Strong Catholic Minds


There is now and always will be tension—a distance, a difference—between what our human natures are prey to in politics, economics, and culture and the vision of friendship with him that our Creator has offered us. It may be much greater today than it has been.


Yet I am still hopeful. With Abraham Lincoln I accept that there is a natural moral decline built into the generations of human life. The heroism of fathers inspires and yet intimidates their sons, but bores their grandsons, who shun it. In Lincoln’s phrase, “the silent artillery of time” beats generation after generation against the hard-built foundations of the great achievements of the past. Not even the Church of Jesus Christ was able to avoid it.

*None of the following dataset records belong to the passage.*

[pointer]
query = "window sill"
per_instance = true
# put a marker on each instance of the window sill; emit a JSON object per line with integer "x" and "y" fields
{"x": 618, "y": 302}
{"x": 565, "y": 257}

In my view, to put it in the words of Joseph Warren, member of the Massachusetts Provincial Congress, “our country is in danger, but not to be despaired of.” Everywhere we see the small beginnings of a drive for a “return to the Constitution” and a growing number of thinkers who are supplying fresh arguments for “revolving to first principles,” a policy that the founders advised for every generation.
Strong Catholic minds are offering a fresh articulation of the American founding principles in the new and richer context of the Catholic intellectual tradition. Tocqueville famously hinted at this possibility: that one day Catholics would become the best intellectual defenders of the American way of understanding natural rights.